Michael Redhill poet, playwright, short-story writer, novelist (born at Baltimore, Maryland, 12 June 1966). Born in Baltimore but raised in Toronto, Michael Redhill attended Indiana University, York University (Toronto) and graduated from the University of Toronto with a Bachelor of Arts in English. In addition to creating award-winning poetry, fiction, and drama, Redhill is also the editor of Brick, one of Canada's premier literary journals.
Michael Redhill's early publications are primarily poetry collections, including Music for Silence (1985), Temporary Captives (1989), Asphodel (1997), and Light-Crossing (2001). His poetry has earned him several awards including first prize in the League of Canadian Poets National Poetry Contest, the Norma Epstein Award, and the E.J. Pratt Prize. Redhill is also an established playwright. Building Jerusalem (2001), a drama set on the eve of 20th century Toronto, won the Dora Mavor Moore Award, the Chalmers Award and was nominated for a GOVERNOR GENERAL'S AWARD. Goodness (2005), which won the Carol Tambor Award, is a highly personal examination of heartache and the Holocaust.

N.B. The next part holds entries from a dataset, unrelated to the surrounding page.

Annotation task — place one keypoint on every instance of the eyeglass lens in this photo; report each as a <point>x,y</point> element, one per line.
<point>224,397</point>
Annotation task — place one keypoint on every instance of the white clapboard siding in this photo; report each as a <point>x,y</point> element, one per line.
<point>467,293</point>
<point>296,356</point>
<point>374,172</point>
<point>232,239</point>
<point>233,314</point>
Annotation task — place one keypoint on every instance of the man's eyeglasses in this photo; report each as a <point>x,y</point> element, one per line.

Michael Redhill gained national and international acclaim for his fiction. His book Martin Sloane (2001) won the Books in Canada First Novel Award and the Commonwealth Writers Prize (Canadian-Caribbean Region). The novel revolves around the relationship between university student Jolene Iolas and the titular eccentric artist. The intricately unfolded narrative is told by Jolene as she searches for Martin after his mysterious disappearance. Redhill dedicated 10 years and 12 drafts to the production of this wonderfully crafted novel.

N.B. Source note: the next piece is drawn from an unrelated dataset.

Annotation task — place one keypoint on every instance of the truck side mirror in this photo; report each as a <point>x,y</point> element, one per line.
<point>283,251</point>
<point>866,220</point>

Redhill's Fidelity (2004) is a compelling collection of short stories investigating the intricacies, delights, betrayals, and failings of marriage, familial relationships, and friendship. The focus ranges from a mother trying to connect with her incredibly gifted son, a father struggling with his abrupt awakening to his daughter's sexual maturation, and several men who never seem to know when relationships have ended - or haven't even begun. Michael Redhill's second novel, Consolation (2006), traces the evolution of Toronto through the death of 2 of its citizens, separated by a century and a half. A masterful mingling of public history and private pain, Consolation confirms Redhill's ability to examine the intricacies and vagaries of human relationships.